5 Hidden Clauses in Indian Health Insurance Policies That Stop You From Getting a Cashless Claim – Full Guide

The common reason for buying health insurance is to ensure that in the event of a medical emergency, the insurance company takes care of the hospital bills via a cashless claim.
But unfortunately, thousands of policy holders find out that just holding a policy does not assure that there will be any success in filing for a cashless claim.
A majority of cashless claims disputes do not result from treatments that have been excluded, but rather the lack of knowledge about some important information buried within the terms and conditions of a policy.
The Waiting Period Trap
The waiting period is one of the most widely misunderstood parts of health insurance. When people buy insurance policies, they presume that all diseases are covered from day one of the policy term. On the contrary, most health insurers have waiting periods for specific diseases and pre-existing conditions.
Take, for instance, diseases like hernia, cataract, joint replacement, or kidney stones; these diseases become eligible for coverage after a period of time.
In case of hospitalisation during the waiting period, the health insurer would deny the claim even if the health insurance is still in force. This is why checking waiting-period conditions before purchasing a policy is extremely important.
Non-Disclosure of Medical History
Insurance companies use the information shared while making the policy to assess the risk. Sometimes even a small thing might cause issues later.
In case the insured doesn’t share details about his/her existing diseases, surgery history, treatment, smoking history, or other illnesses, it will be considered material misrepresentation by the insurance company.
When an investigation of claims is being made, it becomes necessary for the insurance company to check the medical history of the insured person.
In case of inconsistencies, the claim of the insured person in terms of cashless health insurance will be rejected due to incomplete disclosure.
Hospital Network Restrictions
Not everyone understands that cashless admission requires the network hospitals. An insurance plan could cover almost everything, but cashless admissions are provided only at hospitals which have a tie-up with the insurance company or Third Party Administrator (TPA).
If the treatment is availed at non-network hospitals, the patient will have to pay first and then make a claim later.
This does not mean that the claim will be rejected, but the cashless facility offered by the insurance companies will be missed out. It is always advised to check the network hospitals prior to treatment.
Room Rent Limits Can Trigger Larger Deductions
The room rent restriction is one of the costliest clauses which are concealed. Most of these polices state a cap on the room category or daily room rent.
In case the person opts for a higher room category, not only is the reimbursement of room rent restricted but the expenses related to the doctor, nurses, and procedures also get reduced proportionately.

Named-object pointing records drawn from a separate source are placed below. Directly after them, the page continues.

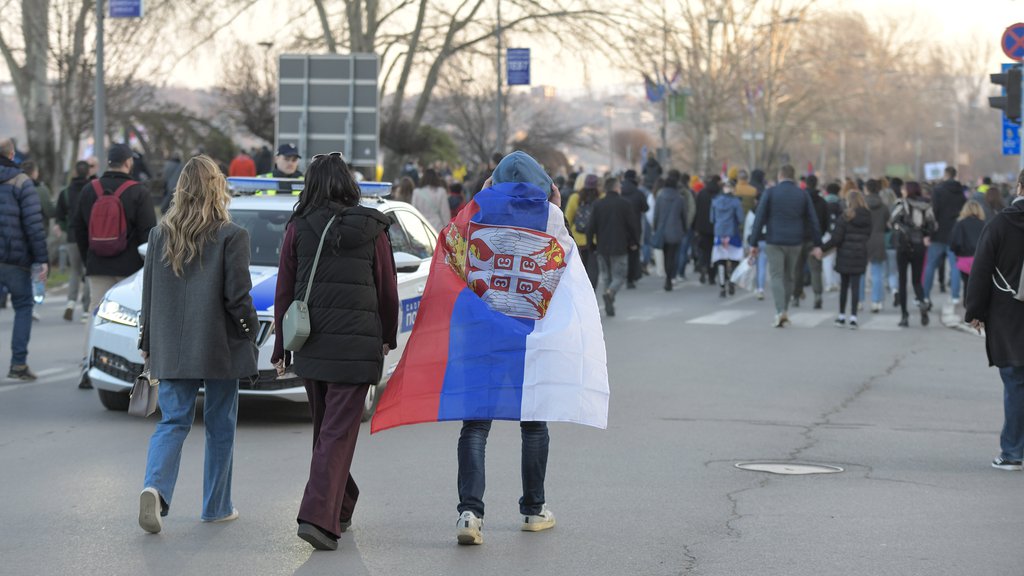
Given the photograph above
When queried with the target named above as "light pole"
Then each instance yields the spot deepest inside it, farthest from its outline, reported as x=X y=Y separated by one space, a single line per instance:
x=609 y=113
x=500 y=121
x=99 y=112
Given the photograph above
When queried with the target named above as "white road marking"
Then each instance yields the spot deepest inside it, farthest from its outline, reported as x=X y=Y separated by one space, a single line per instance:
x=722 y=318
x=809 y=319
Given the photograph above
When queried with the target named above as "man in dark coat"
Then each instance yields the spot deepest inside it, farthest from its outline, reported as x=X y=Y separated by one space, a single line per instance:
x=67 y=203
x=613 y=233
x=814 y=264
x=947 y=200
x=23 y=245
x=638 y=201
x=103 y=272
x=994 y=282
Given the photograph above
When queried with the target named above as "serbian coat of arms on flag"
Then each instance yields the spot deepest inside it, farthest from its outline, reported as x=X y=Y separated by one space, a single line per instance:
x=508 y=327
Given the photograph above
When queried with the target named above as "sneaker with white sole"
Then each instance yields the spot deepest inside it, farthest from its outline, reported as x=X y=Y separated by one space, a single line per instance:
x=469 y=529
x=1007 y=464
x=228 y=518
x=539 y=522
x=148 y=510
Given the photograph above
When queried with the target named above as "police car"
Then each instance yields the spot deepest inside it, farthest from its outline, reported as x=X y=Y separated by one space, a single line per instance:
x=114 y=359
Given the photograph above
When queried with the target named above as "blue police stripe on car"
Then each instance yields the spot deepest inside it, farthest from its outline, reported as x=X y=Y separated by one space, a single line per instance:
x=409 y=310
x=263 y=294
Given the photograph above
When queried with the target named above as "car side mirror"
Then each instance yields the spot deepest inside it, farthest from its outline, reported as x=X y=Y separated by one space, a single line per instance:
x=404 y=261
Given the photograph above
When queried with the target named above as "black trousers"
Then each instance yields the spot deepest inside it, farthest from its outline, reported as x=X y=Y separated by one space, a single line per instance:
x=912 y=257
x=849 y=282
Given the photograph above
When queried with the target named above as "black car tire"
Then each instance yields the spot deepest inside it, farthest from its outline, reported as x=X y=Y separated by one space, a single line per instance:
x=117 y=401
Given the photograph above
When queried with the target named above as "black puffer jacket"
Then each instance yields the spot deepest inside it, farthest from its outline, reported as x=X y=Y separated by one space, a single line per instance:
x=346 y=337
x=1000 y=246
x=23 y=238
x=850 y=240
x=880 y=223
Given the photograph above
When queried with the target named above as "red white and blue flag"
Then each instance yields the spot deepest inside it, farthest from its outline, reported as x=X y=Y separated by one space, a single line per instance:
x=508 y=328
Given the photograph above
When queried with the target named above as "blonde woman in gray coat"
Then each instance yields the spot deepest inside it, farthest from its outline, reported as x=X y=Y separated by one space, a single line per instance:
x=198 y=328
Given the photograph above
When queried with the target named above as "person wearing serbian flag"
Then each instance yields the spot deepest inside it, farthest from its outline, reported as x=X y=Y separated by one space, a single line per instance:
x=508 y=329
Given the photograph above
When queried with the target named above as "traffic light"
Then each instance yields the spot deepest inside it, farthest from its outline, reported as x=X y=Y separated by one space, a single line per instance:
x=1011 y=103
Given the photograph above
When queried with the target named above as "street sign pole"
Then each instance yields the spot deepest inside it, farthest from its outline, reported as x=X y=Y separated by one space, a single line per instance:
x=99 y=111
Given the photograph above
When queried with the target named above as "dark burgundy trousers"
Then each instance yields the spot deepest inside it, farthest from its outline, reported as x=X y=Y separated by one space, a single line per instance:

It has a major impact on the amount of the final settlement. It is after getting their cashless health insurance claim approved with a deduction that many people come to know about this clause.
Pre-Authorization Delays and Documentation Issues
Pre-authorization is always necessary for cashless claims. The hospital will provide information regarding the treatment procedure, diagnosis report, and the cost estimates for the same.

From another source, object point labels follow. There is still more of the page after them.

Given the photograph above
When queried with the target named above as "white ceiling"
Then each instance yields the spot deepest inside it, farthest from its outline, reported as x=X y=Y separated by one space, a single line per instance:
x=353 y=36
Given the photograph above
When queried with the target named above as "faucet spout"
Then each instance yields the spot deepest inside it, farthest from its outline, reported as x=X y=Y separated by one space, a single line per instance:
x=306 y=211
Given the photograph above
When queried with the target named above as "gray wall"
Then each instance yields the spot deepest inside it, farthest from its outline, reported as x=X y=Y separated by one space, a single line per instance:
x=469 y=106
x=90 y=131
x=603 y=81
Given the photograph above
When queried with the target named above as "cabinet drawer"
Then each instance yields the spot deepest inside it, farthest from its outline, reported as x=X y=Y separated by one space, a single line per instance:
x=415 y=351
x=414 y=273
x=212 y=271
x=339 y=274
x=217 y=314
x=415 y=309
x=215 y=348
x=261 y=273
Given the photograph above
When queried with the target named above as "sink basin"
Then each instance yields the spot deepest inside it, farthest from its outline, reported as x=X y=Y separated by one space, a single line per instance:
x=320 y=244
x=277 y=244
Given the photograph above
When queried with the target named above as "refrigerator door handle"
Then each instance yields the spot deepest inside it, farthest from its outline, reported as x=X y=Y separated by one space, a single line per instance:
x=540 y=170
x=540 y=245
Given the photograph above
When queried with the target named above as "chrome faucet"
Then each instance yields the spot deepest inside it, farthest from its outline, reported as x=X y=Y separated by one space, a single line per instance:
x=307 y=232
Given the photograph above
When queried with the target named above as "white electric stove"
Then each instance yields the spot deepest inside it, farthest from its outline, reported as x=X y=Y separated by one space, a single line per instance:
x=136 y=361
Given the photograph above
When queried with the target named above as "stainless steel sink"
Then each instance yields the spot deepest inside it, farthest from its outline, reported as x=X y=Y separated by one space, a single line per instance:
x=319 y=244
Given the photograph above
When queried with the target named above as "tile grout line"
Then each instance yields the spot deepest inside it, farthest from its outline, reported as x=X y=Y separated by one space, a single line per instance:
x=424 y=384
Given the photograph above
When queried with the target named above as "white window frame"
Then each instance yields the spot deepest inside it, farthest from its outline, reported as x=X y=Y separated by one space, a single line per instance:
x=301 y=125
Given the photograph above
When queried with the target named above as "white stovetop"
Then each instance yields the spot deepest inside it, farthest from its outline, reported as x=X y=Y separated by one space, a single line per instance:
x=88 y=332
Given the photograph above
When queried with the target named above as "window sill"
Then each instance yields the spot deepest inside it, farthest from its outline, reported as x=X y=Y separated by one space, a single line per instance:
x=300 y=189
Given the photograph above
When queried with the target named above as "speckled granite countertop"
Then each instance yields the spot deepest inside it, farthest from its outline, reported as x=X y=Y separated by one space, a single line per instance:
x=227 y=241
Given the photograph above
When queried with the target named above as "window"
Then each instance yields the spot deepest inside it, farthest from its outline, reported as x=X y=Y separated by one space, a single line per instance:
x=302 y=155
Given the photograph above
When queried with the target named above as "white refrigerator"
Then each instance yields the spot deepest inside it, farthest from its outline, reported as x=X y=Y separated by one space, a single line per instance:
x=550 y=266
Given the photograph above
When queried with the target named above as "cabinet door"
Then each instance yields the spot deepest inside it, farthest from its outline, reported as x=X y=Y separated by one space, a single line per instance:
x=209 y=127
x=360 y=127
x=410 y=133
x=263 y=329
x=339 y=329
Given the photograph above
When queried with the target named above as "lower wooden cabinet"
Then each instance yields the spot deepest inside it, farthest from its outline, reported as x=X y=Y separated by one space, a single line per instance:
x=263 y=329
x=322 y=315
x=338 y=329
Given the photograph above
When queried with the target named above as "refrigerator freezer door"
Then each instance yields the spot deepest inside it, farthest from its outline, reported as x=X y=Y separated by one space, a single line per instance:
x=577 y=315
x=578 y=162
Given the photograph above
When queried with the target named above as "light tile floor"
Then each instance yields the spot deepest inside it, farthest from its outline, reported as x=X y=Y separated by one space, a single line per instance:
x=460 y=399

In case there are incomplete documents, unclear diagnosis reports, or the delays in getting an approval, then the insurance company may withhold the authorization process temporarily.
Some cases are such that the treatment will take place, but the patients have to pay up front.
Though this is not technically considered as a rejection, document-related problems form one of the most frequent causes of cashless claim problems.
Why Cashless Claims Get Delayed Even When Treatment Is Covered
However, most claimants think that any kind of issue encountered with claims must be due to fraud or some kind of malpractice by the insurance companies.
The reason for such issues is usually a need to obtain additional evidence on the validity of the claims.
A medical necessity review, an assessment of the policy conditions, waiting periods, as well as documentation, are some of the things involved in the process.
What Policyholders Should Check Before Buying Insurance
When buying any health policy, the consumer must study the policy terms in detail instead of concentrating on premium costs alone.
The smaller the premium cost, the larger could be the waiting period, restrictions on room rent, or exclusions in the health policy.
By analyzing the policy language, comprehending the exclusions, and posing some queries, you can avoid future claim disagreements. After all, a health insurance policy is a contract at its very core.
How IRDAI Is Pushing for Greater Transparency
There have been a number of changes brought about by the Insurance Regulatory and Development Authority of India to enhance the levels of transparency and protection of policyholders. Disclosures and policy terms have become clearer for insurers.
It is the obligation of the policyholders themselves to understand important terms before buying insurance. Knowing about an issue is the best defense against any disputes arising from claims.
Conclusion
A health insurance policy can give you financial security during medical emergencies, but that will be possible only if the policy is well understood.
There are numerous cases where there have been claims rejection and delays due to ignorance of various clauses, disclosure of certain things, network limitations, and conditions in the policy rather than because of non-coverages.
It will help save a lot of hassle during the medical emergency by understanding the policy terms before being hospitalized.
The biggest blunder in health insurance is understanding the policy terms after being hospitalized.